16 calochortus  Fri, May 11, 2012 11:11:43am

I think the bottom line here is is trying to sell magazines through competitive parenting. That is wrong. This is a totally unnatural pose meant to cause controversy, not advance a discussion of what is best for kids.

Parenting practices vary. Children are (fortunately) remarkably resilient. How they turn out is a mixture of genes, parenting and the society they are raised in. Great parents can raise psychopaths, crappy parents can turn out fabulous kids.

17 Sheila Broflovski  Fri, May 11, 2012 11:38:28am

re: #15 Simply Sarah

Also, at the very least, couldn't they have skipped the chair? That kind of position doesn't seem to be doing much to foster closeness between parent and child. Also seems kind of dangerous.

They could have done without the hand-on-hip, without the mother staring at the camera instead of at her child, without the picture altogether.

But now we're all agreed, the purpose of the photo was ATTENTION! BUY TIME MAGAZINE! TALK ABOUT IT!

18 Simply Sarah  Fri, May 11, 2012 11:39:54am

re: #17 Learned Mother of Zion

They could have done without the hand-on-hip, without the mother staring at the camera instead of at her child, without the picture altogether.

But now we're all agreed, the purpose of the photo was ATTENTION! BUY TIME MAGAZINE! TALK ABOUT IT!

Yep. Without question.

19 lawhawk  Fri, May 11, 2012 12:33:03pm

I don't have kids, haven't raised them, or don't exactly go to Time Magazine to figure out how to do it.

The cover is definitely provocative and if it's meant to stir debate, then it's been successful.

I just wonder what effect it will have on the child down the road (re: bullying, the availability of information/photos on the 'net, etc.)

20 sliv_the_eli  Fri, May 11, 2012 12:41:57pm

TIME magazine, in my opinion, long ago gave up making any real effort to be a serious news magazine in favor of trying to sell more magazines by pandering, shock value (just one example here: [Link: www.time.com...] or otherwise. This latest effort is no different. It is about selling magazines, not informing the public. The only real difference is that this time TIME is abusing a different group of readers in order to boost sales.
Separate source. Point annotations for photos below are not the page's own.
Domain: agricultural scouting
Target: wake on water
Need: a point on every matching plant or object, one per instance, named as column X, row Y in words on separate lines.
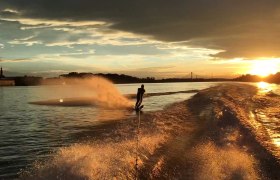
column 100, row 92
column 197, row 139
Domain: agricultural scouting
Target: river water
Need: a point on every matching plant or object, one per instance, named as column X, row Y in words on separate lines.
column 31, row 132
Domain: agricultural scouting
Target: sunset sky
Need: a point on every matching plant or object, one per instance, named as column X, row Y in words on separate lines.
column 160, row 38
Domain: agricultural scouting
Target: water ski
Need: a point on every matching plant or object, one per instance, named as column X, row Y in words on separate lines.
column 139, row 108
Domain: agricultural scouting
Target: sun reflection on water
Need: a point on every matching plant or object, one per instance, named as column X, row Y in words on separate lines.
column 265, row 87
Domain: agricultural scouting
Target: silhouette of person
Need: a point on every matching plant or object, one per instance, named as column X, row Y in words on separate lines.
column 140, row 94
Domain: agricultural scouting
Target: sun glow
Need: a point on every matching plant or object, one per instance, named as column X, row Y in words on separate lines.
column 264, row 68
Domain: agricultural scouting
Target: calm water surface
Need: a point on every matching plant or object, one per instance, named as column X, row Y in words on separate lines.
column 31, row 132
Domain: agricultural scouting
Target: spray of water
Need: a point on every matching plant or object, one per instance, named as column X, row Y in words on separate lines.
column 95, row 91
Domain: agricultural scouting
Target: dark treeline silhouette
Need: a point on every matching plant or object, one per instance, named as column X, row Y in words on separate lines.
column 115, row 78
column 273, row 78
column 26, row 80
column 122, row 78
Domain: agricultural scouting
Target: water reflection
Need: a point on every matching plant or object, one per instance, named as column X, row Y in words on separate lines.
column 265, row 87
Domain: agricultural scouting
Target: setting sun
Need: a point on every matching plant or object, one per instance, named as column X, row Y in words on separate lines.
column 264, row 68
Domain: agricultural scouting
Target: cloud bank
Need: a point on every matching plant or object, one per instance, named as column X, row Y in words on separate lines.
column 239, row 28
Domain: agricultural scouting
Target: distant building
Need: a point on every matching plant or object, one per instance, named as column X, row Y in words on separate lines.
column 4, row 81
column 1, row 74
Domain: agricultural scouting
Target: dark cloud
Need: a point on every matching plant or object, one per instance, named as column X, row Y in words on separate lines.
column 242, row 28
column 14, row 60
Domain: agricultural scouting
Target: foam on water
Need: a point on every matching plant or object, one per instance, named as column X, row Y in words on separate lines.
column 94, row 160
column 100, row 92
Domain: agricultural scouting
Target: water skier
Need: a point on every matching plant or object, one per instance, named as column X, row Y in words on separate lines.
column 140, row 94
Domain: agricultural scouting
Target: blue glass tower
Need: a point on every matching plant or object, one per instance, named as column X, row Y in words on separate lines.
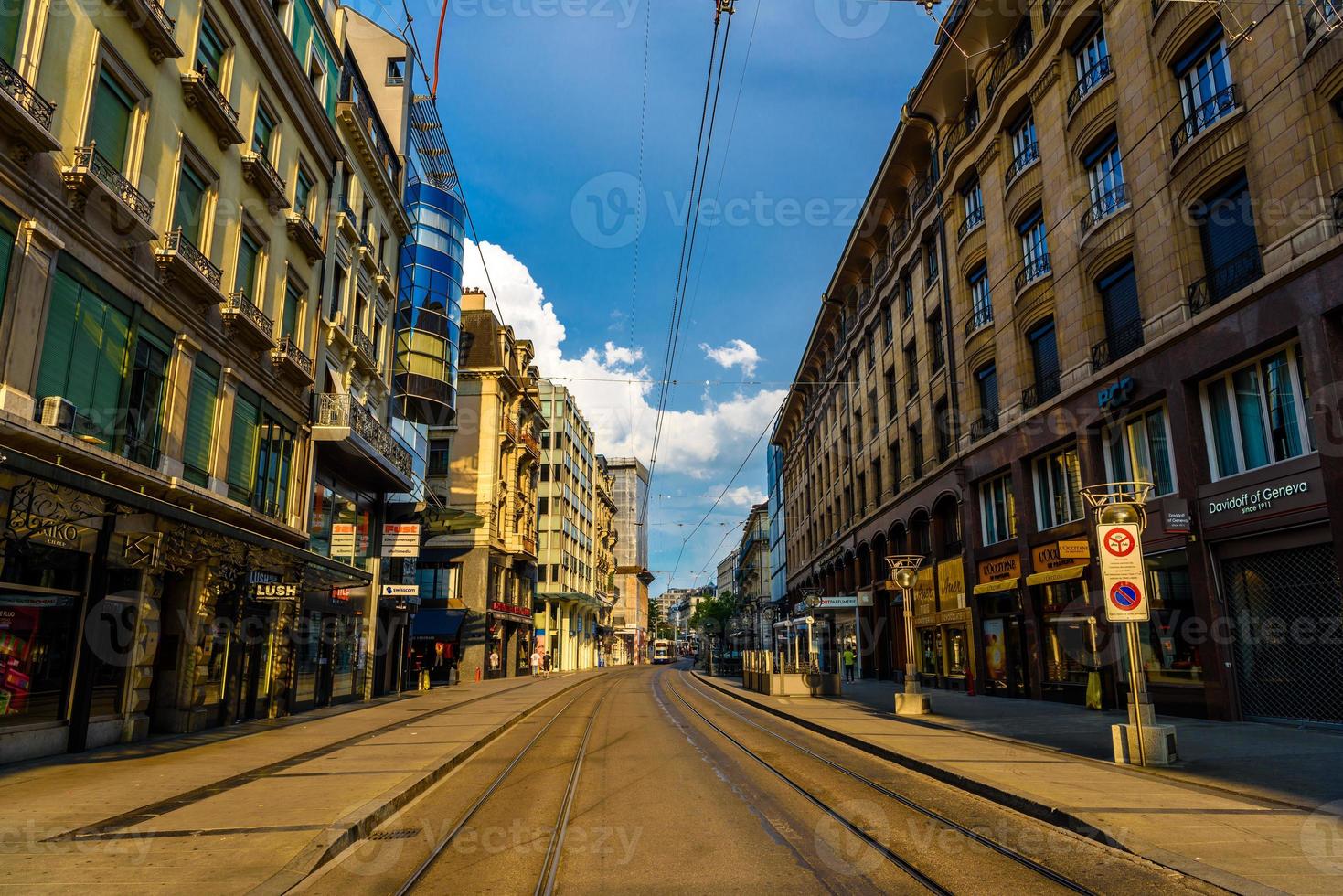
column 429, row 311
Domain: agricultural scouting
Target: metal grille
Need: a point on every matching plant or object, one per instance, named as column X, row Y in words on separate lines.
column 1288, row 645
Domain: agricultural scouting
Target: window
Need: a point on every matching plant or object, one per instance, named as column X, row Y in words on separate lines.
column 1044, row 352
column 1256, row 414
column 109, row 120
column 1059, row 483
column 935, row 337
column 440, row 457
column 1206, row 91
column 1123, row 317
column 1137, row 450
column 998, row 509
column 209, row 53
column 199, row 432
column 981, row 303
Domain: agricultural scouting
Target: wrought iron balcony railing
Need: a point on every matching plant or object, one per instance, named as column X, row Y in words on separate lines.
column 1045, row 387
column 1105, row 206
column 979, row 316
column 1031, row 269
column 340, row 409
column 1088, row 80
column 89, row 159
column 1236, row 272
column 1205, row 116
column 184, row 249
column 971, row 220
column 26, row 96
column 1028, row 156
column 1125, row 340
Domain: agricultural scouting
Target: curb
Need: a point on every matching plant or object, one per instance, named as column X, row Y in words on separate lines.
column 1030, row 807
column 357, row 825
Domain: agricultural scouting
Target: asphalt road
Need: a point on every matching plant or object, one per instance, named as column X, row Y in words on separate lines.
column 645, row 781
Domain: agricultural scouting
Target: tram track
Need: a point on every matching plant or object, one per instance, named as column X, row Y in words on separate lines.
column 944, row 824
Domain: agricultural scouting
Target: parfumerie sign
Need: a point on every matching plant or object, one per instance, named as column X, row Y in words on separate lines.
column 1279, row 496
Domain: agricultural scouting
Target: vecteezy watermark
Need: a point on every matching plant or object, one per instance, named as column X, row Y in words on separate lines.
column 852, row 19
column 610, row 209
column 1322, row 838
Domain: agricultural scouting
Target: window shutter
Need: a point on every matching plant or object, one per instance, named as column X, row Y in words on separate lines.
column 200, row 425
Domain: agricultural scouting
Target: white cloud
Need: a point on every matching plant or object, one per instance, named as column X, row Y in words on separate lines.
column 738, row 352
column 615, row 389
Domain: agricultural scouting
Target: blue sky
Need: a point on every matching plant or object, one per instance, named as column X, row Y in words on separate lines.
column 541, row 103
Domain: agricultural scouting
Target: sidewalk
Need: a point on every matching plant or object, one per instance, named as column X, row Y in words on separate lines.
column 1237, row 812
column 251, row 806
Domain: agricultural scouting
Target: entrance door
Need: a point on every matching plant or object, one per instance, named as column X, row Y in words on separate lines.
column 1283, row 677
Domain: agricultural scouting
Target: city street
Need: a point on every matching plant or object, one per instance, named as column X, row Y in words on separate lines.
column 646, row 779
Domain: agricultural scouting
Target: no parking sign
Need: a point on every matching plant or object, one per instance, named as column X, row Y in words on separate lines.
column 1123, row 577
21 calochortus  Fri, May 11, 2012 1:17:38pm

re: #19 lawhawk

I don't have kids, haven't raised them, or don't exactly go to Time Magazine to figure out how to do it.

I just wonder what effect it will have on the child down the road (re: bullying, the availability of information/photos on the 'net, etc.)

This.

It is a good thing the child will be properly attached to his parents, because he's going to need a lot of support when his 5th grade classmates find this on the internet.
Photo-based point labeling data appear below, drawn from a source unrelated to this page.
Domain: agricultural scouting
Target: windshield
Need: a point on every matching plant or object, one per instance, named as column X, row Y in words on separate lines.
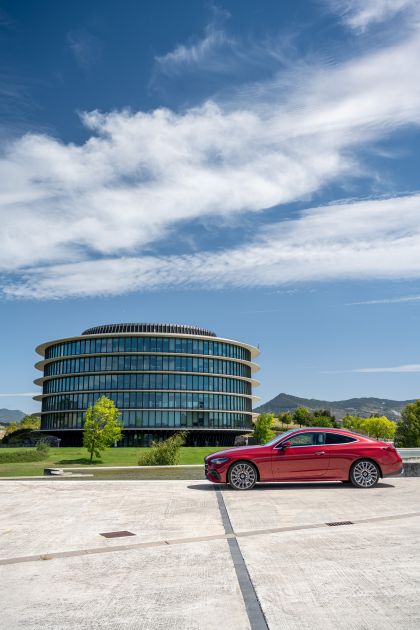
column 279, row 437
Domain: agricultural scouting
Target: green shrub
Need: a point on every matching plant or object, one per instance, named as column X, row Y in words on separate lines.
column 43, row 448
column 27, row 455
column 165, row 453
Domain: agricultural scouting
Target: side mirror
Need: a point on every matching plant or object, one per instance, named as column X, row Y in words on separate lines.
column 285, row 445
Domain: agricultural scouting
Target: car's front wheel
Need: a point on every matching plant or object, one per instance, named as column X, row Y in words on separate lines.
column 242, row 476
column 364, row 474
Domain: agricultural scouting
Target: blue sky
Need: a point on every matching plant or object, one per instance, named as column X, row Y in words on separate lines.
column 247, row 167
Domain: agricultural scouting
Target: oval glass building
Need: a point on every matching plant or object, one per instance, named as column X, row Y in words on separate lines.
column 162, row 377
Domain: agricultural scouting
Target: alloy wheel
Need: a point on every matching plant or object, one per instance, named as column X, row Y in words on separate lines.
column 365, row 474
column 242, row 476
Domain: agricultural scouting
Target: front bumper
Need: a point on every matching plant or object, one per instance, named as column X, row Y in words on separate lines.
column 394, row 473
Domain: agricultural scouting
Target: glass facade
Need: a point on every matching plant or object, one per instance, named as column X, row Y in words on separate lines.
column 148, row 363
column 194, row 381
column 147, row 344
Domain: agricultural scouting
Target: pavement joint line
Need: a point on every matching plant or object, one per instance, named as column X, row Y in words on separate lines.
column 229, row 535
column 253, row 606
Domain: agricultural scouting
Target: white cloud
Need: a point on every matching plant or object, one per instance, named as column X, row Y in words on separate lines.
column 202, row 54
column 205, row 53
column 357, row 240
column 141, row 175
column 360, row 14
column 414, row 367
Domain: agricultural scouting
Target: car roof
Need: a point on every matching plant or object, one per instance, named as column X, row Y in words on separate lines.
column 332, row 430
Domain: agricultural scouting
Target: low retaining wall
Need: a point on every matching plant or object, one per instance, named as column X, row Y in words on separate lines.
column 411, row 469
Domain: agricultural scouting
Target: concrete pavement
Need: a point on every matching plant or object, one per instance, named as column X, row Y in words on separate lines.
column 181, row 571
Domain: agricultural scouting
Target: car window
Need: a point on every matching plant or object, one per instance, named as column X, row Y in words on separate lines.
column 337, row 438
column 307, row 439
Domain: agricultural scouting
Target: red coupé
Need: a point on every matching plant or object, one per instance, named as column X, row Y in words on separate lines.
column 311, row 454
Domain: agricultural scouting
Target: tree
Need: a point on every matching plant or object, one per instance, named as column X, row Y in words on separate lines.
column 302, row 416
column 164, row 453
column 263, row 428
column 285, row 418
column 408, row 428
column 101, row 428
column 321, row 421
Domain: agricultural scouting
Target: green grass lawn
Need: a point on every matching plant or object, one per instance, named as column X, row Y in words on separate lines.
column 69, row 457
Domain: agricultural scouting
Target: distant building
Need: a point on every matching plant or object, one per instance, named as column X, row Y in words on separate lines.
column 162, row 377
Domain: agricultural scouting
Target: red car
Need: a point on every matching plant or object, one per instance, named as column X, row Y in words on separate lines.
column 315, row 454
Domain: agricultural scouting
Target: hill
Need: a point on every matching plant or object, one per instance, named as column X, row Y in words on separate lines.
column 364, row 407
column 11, row 415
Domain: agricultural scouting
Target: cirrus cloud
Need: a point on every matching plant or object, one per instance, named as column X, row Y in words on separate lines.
column 83, row 219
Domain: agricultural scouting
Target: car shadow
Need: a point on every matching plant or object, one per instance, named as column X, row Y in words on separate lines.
column 325, row 485
column 83, row 461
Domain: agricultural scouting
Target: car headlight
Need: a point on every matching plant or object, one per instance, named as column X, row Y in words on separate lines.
column 219, row 460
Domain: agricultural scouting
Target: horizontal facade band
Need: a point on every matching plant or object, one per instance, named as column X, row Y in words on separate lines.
column 253, row 350
column 43, row 379
column 253, row 366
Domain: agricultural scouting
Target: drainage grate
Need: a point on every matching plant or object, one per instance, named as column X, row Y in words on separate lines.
column 116, row 534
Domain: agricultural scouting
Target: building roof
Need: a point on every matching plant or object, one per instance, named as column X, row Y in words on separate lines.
column 148, row 328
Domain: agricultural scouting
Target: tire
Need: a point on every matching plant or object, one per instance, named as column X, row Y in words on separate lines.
column 364, row 474
column 242, row 476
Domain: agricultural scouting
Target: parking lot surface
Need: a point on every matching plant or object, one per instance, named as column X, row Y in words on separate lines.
column 202, row 558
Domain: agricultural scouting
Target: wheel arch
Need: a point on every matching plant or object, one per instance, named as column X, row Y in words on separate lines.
column 245, row 461
column 369, row 459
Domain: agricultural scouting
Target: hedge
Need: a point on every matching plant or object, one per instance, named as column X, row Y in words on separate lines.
column 29, row 455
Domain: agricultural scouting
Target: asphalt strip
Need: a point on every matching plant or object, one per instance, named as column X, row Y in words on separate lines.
column 254, row 611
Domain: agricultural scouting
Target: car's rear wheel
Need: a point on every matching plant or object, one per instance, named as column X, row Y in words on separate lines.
column 242, row 476
column 364, row 474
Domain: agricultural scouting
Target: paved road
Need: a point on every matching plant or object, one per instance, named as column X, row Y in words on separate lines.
column 202, row 558
column 409, row 452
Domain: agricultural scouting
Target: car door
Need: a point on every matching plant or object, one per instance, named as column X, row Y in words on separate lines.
column 305, row 458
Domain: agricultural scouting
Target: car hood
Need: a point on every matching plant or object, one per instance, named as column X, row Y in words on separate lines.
column 234, row 451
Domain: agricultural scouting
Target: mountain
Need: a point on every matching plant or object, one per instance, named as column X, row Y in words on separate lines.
column 11, row 415
column 364, row 407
22 Bob Levin  Fri, May 11, 2012 1:25:54pm

re: #3 sagehen

The kid is old enough to be chewing tobacco. ;-)

23 philosophus invidius  Fri, May 11, 2012 1:51:36pm

re: #3 sagehen

A kid old enough to be capable of chewing solid food is too old for breast-feeding. End of story.

Says who? Your gut feeling that it just "doesn't seem right"?

24 freetoken  Fri, May 11, 2012 1:56:46pm

re: #12 dragonfire1981

Recently I've noticed Time running more and more provocative stories, and little tidbits. Eventually on one of the newsfeeds I check I put Time magazine on the headline block list simply because I got irritated with their idiotic blurbs.

25 SanFranciscoZionist  Fri, May 11, 2012 5:20:29pm

What annoys me about this is that it's not news. It's a hot trend among a few, highly privileged women.

I'm trying to start a family now. When my children arrive, they ain't gonna get 'attachment parenting', because I'm going to need to go back to work.

How many of me are there, and how many of Mayim Bialik?

26 SanFranciscoZionist  Fri, May 11, 2012 5:21:20pm

I don't care how long anyone breast-feeds, or doesn't. I just don't want to be told about it as though it's a serious new development.